Will “nature” get its revenge on “culture” as progress promises to profit creepy crawlies but also furry mammals while enfeebling the populace? In Helsinki the scourge of the punkki, a.k.a. lyme disease-carrying tick, has become accepted, but what about this, a mink in the very heart of the city?!

Mink

Yet for all the problems with ice-cream snatching sea-gulls, insistently irritating insects and other creatures, there is occasional news of a win-win situation! Helsinki zoo in Korkeasaari will henceforth do its bit for the recession at the same time as solving an urban fauna problem. It will catch the urban rabbits which have bred like rabbits and feed the catch to the zoo’s carnivore inhabitants. Check out this.

And the link with planning and architecture?

Leijonien ruokahuollosta vastaa tulevaisuudessa Helsingin kaupungin rakentamispalvelu. Se vastaa puistojen ja viheralueidein hoidosta, johon kuuluu nykyisin olennaisesti myös kaninpyynti. (HS.fi 15.09.2009)

Feeding the lions will, in future, be the responsibility of Helsinki City’s Building Service. Its concern is the upkeep of parks and greenspaces, a remit which nowadays obviously includes catching rabbits. (protagonist’s translation)

As one follows the links from stories such as these, one can’t help hopping and skipping around news items, press-releases and corporate websites and bumping into a feast of information. This piece of news brought to our attention the existence of this new unit of city government with its revamped business model and promise to be in the business of creating a better Helsinki. Should this blog have a future or, indeed, should there be any other product from these ruminations on one’s native city, documents about these so-called innovations in governance are bound to contain important clues to help explain more visible and visceral transformations.

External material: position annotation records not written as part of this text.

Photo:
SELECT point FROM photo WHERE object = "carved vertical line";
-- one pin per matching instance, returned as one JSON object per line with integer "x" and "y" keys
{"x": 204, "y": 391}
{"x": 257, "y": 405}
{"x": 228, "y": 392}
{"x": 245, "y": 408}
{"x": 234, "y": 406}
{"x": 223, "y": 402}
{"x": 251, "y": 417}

P.S. How did researchers manage before the world-wide-web?! [Note to anthropological self: study the documents on how the new unit was justified for probable instances of undoing professional judgement in the name of customer responsiveness.]

What one can’t find, alas, is an English-language name for this new unit. For which we are in fact quite grateful, this suggesting that there are aspects of life around these parts that do not need to be translated into the third domestic. Can’t help wondering why the second domestic isn’t there either, though.